Custom plug module example

Using Phoenix.Token module, I wrote two custom plugs:

  • ExampleWeb.API.Auth - a module plug that verifies the bearer token in the request headers and assigns :current_user
  • ExampleWeb.API.Auth.authenticate_api_user/2 - a function plug that ensures that :current_user value is present.

I learned about the plugs from the Programming Phoenix book.

defmodule ExampleWeb.API.Auth do
  @moduledoc """
  A module plug that verifies the bearer token in the request headers and
  assigns `:current_user`. The authorization header value may look like
  `Bearer xxxxxxx`.
  """

  import Plug.Conn
  import Phoenix.Controller

  def init(opts), do: opts

  def call(conn, _opts) do
    conn
    |> get_token()
    |> verify_token()
    |> case do
      {:ok, user_id} -> assign(conn, :current_user, user_id)
      _unauthorized -> assign(conn, :current_user, nil)
    end
  end

  @doc """
  A function plug that ensures that `:current_user` value is present.

  ## Examples

      # in a router pipeline
      pipe_through [:api, :authenticate_api_user]

      # in a controller
      plug :authenticate_api_user when action in [:index, :create]

  """
  def authenticate_api_user(conn, _opts) do
    if Map.get(conn.assigns, :current_user) do
      conn
    else
      conn
      |> put_status(:unauthorized)
      |> put_view(ExampleWeb.ErrorView)
      |> render(:"401")
      # Stop any downstream transformations.
      |> halt()
    end
  end

  @doc """
  Generate a new token for a user id.

  ## Examples

      iex> ExampleWeb.API.Auth.generate_token(123)
      "xxxxxxx"

  """
  def generate_token(user_id) do
    Phoenix.Token.sign(
      ExampleWeb.Endpoint,
      inspect(__MODULE__),
      user_id
    )
  end

  @doc """
  Verify a user token.

  ## Examples

      iex> ExampleWeb.API.Auth.verify_token("good-token")
      {:ok, 1}

      iex> ExampleWeb.API.Auth.verify_token("bad-token")
      {:error, :invalid}

      iex> ExampleWeb.API.Auth.verify_token("old-token")
      {:error, :expired}

      iex> ExampleWeb.API.Auth.verify_token(nil)
      {:error, :missing}

  """
  @spec verify_token(nil | binary) :: {:error, :expired | :invalid | :missing} | {:ok, any}
  def verify_token(token) do
    one_month = 30 * 24 * 60 * 60

    Phoenix.Token.verify(
      ExampleWeb.Endpoint,
      inspect(__MODULE__),
      token,
      max_age: one_month
    )
  end

  @spec get_token(Plug.Conn.t()) :: nil | binary
  def get_token(conn) do
    case get_req_header(conn, "authorization") do
      ["Bearer " <> token] -> token
      _ -> nil
    end
  end
end

How to use custom plugs

The function plug authenticate_api_user/2 needs to be imported before use. There are two possible scenarios.

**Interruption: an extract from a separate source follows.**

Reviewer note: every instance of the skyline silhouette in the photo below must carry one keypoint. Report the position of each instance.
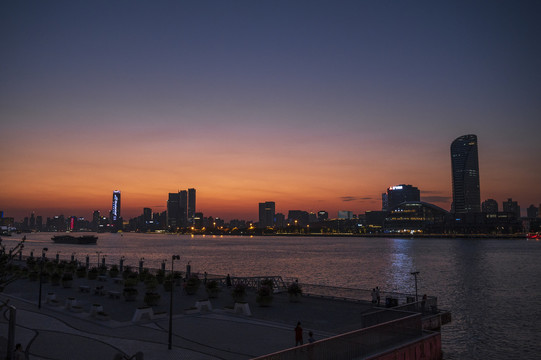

A: when used in a router pipeline

This pattern is useful to affect all the controllers in the pipeline. We need to import the function plug within the quote block of ExampleWeb.router function.

 defmodule ExampleWeb do

   ...

   def router do
     quote do
       use Phoenix.Router

       import Plug.Conn
       import Phoenix.Controller
       import Phoenix.LiveView.Router
+      import ExampleWeb.API.Auth, only: [authenticate_api_user: 2]
     end
   end

Here is an example usage.

 defmodule ExampleWeb.Router do
   use ExampleWeb, :router

   pipeline :api do
     plug :accepts, ["json"]
+    plug ExampleWeb.API.Auth
   end

   scope "/api", ExampleWeb do
-    pipe_through [:api]
+    pipe_through [:api, :authenticate_api_user]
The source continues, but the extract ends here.